**Multiple Linear Regression on a Small Toy Dataset**

In this notebook, we will:

- Create a small, easy-to-understand dataset
- Use Multiple Linear Regression (MLR)
- Learn the equation:

\[
{y} = a + b_1 x_1 + b_2 x_2 + b_3 x_3
\]

- Predict values for **new inputs** where y is unknown


In [1]:
import numpy as np
import pandas as pd
import matplotlib.pyplot as plt

from sklearn.linear_model import LinearRegression
from sklearn.metrics import mean_squared_error, r2_score


In [4]:
X = np.array([
    [1.0, 2, 10],
    [1.5, 3, 5],
    [2.0, 3, 2],
    [2.5, 4, 1],
    [3.0, 4, 15],
    [3.5, 5, 20],
    [4.0, 4, 8],
    [4.5, 5, 12]
])

y = np.array([150, 200, 250, 300, 320, 330, 360, 380])

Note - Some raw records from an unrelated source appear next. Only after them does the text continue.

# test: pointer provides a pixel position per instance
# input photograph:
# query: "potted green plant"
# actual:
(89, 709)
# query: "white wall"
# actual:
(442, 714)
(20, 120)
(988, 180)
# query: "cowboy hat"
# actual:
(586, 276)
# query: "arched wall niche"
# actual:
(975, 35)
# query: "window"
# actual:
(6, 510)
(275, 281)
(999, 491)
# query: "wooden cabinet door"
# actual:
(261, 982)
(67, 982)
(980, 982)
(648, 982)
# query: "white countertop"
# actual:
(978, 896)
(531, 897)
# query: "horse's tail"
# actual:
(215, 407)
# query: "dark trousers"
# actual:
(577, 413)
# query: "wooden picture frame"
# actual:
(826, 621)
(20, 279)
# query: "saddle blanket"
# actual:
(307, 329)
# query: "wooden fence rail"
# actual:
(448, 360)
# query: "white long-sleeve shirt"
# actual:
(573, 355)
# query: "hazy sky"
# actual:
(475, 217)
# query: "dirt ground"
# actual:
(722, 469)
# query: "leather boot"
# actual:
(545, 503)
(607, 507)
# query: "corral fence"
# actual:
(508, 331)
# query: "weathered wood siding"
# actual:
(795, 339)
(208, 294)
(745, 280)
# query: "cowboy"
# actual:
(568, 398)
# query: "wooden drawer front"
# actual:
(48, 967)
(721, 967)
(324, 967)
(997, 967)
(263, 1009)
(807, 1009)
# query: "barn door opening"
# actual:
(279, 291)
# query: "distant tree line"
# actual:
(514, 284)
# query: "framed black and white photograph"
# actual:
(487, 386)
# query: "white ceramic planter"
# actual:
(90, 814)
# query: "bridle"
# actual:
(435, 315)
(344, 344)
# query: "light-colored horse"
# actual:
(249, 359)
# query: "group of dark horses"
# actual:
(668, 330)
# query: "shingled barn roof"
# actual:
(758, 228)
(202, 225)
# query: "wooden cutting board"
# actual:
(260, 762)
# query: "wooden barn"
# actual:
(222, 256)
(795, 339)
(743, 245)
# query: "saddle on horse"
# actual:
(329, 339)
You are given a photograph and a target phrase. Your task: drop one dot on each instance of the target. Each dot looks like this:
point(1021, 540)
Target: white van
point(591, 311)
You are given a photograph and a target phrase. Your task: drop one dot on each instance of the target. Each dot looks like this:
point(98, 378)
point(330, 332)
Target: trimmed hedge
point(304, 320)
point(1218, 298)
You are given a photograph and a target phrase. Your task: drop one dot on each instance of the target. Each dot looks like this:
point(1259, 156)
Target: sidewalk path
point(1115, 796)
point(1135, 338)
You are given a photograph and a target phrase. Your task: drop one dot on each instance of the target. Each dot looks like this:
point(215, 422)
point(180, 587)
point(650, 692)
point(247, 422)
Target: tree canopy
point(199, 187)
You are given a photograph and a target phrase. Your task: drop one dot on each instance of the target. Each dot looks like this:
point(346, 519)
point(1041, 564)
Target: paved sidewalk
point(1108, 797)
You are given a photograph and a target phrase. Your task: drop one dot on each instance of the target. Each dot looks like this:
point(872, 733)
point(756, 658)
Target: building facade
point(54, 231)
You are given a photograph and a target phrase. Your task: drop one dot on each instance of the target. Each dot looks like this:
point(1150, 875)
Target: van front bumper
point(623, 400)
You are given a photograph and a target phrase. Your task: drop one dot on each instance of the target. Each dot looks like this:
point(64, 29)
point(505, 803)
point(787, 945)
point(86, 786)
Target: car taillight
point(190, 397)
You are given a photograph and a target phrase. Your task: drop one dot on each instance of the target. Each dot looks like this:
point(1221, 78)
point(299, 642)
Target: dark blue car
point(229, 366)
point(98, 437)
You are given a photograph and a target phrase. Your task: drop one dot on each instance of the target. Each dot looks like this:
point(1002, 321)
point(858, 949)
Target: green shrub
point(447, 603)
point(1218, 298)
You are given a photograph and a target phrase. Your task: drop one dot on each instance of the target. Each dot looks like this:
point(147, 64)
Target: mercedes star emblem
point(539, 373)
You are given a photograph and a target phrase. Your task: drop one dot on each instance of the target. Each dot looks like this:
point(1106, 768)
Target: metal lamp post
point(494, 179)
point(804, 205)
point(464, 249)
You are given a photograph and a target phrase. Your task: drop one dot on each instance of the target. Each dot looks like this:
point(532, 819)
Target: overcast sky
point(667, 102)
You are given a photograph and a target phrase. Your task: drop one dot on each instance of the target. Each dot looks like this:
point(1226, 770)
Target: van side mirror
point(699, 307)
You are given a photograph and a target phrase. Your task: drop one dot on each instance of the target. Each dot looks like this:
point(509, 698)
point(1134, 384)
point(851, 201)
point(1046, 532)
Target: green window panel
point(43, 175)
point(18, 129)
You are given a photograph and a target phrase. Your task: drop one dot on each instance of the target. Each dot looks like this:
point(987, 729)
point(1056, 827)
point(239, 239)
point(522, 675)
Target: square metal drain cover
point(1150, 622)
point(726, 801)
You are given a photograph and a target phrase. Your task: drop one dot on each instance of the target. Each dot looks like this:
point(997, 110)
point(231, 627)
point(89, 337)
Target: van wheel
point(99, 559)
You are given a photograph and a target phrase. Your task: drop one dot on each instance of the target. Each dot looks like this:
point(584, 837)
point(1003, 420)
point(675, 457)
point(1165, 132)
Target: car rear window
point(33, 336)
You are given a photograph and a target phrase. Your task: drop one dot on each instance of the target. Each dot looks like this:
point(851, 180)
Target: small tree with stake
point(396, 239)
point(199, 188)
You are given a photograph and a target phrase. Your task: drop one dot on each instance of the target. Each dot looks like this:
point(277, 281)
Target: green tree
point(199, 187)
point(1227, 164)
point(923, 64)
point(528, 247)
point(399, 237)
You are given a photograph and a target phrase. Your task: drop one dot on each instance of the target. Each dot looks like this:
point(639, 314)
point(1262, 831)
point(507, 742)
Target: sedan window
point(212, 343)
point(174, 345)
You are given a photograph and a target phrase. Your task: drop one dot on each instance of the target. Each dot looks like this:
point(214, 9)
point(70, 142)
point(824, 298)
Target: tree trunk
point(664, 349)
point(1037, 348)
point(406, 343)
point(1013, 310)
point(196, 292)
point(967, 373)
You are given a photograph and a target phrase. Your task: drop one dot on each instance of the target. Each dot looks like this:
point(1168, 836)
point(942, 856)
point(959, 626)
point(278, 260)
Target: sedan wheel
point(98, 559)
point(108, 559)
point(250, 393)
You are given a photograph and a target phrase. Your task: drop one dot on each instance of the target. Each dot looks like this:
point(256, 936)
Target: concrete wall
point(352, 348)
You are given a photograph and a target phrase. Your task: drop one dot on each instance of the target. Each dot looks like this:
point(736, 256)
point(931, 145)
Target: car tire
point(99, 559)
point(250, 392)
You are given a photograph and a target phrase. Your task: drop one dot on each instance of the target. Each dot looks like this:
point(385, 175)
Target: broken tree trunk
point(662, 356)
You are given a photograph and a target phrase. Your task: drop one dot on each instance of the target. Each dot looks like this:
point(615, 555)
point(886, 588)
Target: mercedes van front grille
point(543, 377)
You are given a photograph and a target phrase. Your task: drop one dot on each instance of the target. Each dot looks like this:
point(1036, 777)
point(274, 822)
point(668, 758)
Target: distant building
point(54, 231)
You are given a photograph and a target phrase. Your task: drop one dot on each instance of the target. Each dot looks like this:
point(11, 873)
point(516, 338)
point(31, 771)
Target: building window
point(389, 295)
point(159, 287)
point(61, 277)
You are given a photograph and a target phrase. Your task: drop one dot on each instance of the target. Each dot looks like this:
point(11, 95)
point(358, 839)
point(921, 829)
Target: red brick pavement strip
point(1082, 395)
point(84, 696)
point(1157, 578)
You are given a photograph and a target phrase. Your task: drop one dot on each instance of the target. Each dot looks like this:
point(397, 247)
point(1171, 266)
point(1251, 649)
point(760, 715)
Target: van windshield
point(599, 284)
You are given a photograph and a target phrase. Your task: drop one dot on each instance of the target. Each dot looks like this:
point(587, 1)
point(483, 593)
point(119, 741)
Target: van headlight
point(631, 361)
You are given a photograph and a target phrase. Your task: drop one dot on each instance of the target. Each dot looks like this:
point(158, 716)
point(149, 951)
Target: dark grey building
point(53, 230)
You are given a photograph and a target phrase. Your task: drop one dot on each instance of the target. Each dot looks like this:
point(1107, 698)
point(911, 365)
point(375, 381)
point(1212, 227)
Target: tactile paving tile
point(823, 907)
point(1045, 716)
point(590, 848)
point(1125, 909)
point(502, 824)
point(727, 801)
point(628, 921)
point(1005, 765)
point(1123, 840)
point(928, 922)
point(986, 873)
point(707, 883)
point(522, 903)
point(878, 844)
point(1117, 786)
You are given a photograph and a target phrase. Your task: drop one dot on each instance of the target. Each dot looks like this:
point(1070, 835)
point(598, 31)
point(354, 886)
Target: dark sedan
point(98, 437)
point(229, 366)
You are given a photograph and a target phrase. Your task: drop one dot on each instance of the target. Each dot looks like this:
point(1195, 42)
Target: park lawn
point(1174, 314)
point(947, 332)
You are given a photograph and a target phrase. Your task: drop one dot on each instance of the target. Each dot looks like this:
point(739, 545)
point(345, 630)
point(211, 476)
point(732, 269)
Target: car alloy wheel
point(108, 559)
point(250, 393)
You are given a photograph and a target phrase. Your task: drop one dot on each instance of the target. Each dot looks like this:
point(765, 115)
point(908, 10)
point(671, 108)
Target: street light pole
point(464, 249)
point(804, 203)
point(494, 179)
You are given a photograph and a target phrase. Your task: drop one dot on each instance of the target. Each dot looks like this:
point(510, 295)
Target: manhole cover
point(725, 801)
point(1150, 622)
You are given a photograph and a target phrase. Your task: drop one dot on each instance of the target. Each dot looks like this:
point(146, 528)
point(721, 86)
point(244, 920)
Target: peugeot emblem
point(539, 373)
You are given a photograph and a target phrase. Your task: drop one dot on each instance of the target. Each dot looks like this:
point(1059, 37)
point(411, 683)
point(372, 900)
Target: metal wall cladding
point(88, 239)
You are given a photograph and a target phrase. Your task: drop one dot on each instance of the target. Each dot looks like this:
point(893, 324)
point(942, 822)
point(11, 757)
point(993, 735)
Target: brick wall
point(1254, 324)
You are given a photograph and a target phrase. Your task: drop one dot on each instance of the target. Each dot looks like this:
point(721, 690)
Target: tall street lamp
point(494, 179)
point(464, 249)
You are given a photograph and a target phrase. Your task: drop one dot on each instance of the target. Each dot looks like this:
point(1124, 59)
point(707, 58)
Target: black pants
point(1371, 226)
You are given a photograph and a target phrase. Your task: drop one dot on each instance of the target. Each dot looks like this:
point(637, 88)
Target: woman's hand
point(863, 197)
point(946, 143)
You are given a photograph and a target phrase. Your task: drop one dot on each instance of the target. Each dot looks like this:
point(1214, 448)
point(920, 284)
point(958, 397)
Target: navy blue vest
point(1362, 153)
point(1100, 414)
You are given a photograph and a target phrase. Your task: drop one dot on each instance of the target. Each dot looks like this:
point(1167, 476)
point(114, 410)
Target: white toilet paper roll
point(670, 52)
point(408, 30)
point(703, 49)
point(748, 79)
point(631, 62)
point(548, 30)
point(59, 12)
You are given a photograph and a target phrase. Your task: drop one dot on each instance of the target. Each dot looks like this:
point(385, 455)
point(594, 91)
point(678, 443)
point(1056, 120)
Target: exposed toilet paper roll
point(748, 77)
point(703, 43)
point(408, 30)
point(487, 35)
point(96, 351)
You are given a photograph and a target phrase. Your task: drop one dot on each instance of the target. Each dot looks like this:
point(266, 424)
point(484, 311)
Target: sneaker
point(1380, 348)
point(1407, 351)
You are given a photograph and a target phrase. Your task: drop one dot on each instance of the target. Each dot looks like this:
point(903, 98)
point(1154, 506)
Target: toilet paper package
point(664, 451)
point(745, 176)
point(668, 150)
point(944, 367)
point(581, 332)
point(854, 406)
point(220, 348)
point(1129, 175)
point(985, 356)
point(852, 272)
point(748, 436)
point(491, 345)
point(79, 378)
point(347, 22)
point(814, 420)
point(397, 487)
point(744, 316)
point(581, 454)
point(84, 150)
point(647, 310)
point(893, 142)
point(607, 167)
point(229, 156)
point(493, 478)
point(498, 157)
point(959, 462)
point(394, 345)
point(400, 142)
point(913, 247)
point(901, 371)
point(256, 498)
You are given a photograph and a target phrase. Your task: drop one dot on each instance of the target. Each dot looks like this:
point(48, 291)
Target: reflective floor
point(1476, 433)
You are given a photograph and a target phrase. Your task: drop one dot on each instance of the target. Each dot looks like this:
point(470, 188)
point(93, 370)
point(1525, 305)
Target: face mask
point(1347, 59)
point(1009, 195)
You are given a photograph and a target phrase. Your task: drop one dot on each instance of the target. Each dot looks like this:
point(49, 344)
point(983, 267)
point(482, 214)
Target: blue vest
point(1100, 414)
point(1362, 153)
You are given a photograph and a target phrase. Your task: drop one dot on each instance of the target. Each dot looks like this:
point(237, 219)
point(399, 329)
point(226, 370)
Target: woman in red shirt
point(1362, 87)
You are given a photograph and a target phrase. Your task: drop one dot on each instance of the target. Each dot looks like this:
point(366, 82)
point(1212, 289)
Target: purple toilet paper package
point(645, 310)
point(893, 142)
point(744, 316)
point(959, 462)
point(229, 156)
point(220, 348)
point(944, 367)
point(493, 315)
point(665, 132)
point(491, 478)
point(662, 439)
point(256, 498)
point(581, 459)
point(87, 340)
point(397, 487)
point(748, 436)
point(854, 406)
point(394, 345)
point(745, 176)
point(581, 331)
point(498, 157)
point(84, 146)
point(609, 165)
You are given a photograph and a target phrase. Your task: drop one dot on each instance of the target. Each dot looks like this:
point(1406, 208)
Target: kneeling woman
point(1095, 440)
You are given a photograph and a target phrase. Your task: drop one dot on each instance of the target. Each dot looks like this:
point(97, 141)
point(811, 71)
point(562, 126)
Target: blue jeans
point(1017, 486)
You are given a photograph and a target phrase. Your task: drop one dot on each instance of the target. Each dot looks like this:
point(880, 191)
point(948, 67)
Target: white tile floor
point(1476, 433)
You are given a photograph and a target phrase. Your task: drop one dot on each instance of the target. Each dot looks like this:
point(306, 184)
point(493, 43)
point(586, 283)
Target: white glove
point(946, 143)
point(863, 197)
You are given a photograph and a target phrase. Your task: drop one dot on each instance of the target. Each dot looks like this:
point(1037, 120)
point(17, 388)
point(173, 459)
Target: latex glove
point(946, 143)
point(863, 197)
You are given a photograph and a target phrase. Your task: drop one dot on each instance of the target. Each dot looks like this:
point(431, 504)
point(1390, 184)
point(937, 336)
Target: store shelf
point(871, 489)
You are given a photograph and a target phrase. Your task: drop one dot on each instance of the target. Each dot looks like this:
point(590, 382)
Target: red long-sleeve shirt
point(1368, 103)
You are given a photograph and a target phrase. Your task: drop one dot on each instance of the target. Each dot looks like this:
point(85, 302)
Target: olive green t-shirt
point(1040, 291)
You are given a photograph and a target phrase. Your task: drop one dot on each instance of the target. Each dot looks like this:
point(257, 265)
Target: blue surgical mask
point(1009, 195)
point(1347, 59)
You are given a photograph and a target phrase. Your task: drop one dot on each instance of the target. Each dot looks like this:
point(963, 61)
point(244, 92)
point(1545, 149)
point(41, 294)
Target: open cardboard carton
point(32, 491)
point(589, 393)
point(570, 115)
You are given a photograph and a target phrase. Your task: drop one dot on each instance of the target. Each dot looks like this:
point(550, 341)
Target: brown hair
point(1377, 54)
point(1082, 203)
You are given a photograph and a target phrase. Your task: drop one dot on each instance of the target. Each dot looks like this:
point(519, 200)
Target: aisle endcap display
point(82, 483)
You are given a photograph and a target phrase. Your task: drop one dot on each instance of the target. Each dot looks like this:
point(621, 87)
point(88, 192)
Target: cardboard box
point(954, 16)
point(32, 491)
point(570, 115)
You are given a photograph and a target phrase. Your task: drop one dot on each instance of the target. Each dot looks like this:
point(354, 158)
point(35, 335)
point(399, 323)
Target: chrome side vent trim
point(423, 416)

df = pd.DataFrame(X, columns=["Size (1000 sqft)", "Bedrooms", "Age (years)"])
df["Price (1000$)"] = y

df


Unnamed: 0,Size (1000 sqft),Bedrooms,Age (years),Price (1000$)
0,1.0,2.0,10.0,150
1,1.5,3.0,5.0,200
2,2.0,3.0,2.0,250
3,2.5,4.0,1.0,300
4,3.0,4.0,15.0,320
5,3.5,5.0,20.0,330
6,4.0,4.0,8.0,360
7,4.5,5.0,12.0,380


In [5]:
X = df[["Size (1000 sqft)", "Bedrooms", "Age (years)"]]
y = df["Price (1000$)"]

print("X shape:", X.shape)
print("y shape:", y.shape)


X shape: (8, 3)
y shape: (8,)


In [6]:
model = LinearRegression()
model.fit(X, y)

a = model.intercept_      # intercept
b1, b2, b3 = model.coef_  # coefficients

print("Intercept (a):", a)
print("Coefficient for Size (b1):", b1)
print("Coefficient for Bedrooms (b2):", b2)
print("Coefficient for Age (b3):", b3)

print(f"\nLearned equation (ma'am style):")
print(f"Price = {a:.2f} + {b1:.2f} * Size + {b2:.2f} * Bedrooms + {b3:.2f} * Age")


Intercept (a): 78.43180896513351
Coefficient for Size (b1): 50.121188686541004
Coefficient for Bedrooms (b2): 22.769798081729242
Coefficient for Age (b3): -1.6878707572170897

Learned equation (ma'am style):
Price = 78.43 + 50.12 * Size + 22.77 * Bedrooms + -1.69 * Age


In [7]:
y_pred = model.predict(X)

comparison_df = pd.DataFrame({
    "Size (1000 sqft)": X["Size (1000 sqft)"],
    "Bedrooms": X["Bedrooms"],
    "Age (years)": X["Age (years)"],
    "Actual Price": y,
    "Predicted Price": y_pred
})

comparison_df

Unnamed: 0,Size (1000 sqft),Bedrooms,Age (years),Actual Price,Predicted Price
0,1.0,2.0,10.0,150,157.213886
1,1.5,3.0,5.0,200,213.483632
2,2.0,3.0,2.0,250,243.607839
3,2.5,4.0,1.0,300,293.126102
4,3.0,4.0,15.0,320,294.556506
5,3.5,5.0,20.0,330,333.947545
6,4.0,4.0,8.0,360,356.49279
7,4.5,5.0,12.0,380,397.571699


In [8]:
mse = mean_squared_error(y, y_pred)
r2 = r2_score(y, y_pred)

print("Mean Squared Error (MSE):", mse)
print("R² Score:", r2)

Mean Squared Error (MSE): 163.24729093772712
R² Score: 0.9708405620429402


In [9]:
X_new = pd.DataFrame({
    "Size (1000 sqft)": [2.0, 3.5],
    "Bedrooms": [3, 4],
    "Age (years)": [5, 10]
})

y_new_pred = model.predict(X_new)

new_results = X_new.copy()
new_results["Predicted Price (1000$)"] = y_new_pred

new_results

Unnamed: 0,Size (1000 sqft),Bedrooms,Age (years),Predicted Price (1000$)
0,2.0,3,5,238.544227
1,3.5,4,10,328.056454


In [10]:
x1 = X_new.iloc[0]["Size (1000 sqft)"]
x2 = X_new.iloc[0]["Bedrooms"]
x3 = X_new.iloc[0]["Age (years)"]

# Manual calculation using y = a + b1*x1 + b2*x2 + b3*x3
y_manual = a + b1 * x1 + b2 * x2 + b3 * x3

print("From model.predict():", y_new_pred[0])
print("From manual formula a + b1*x1 + b2*x2 + b3*x3:", y_manual)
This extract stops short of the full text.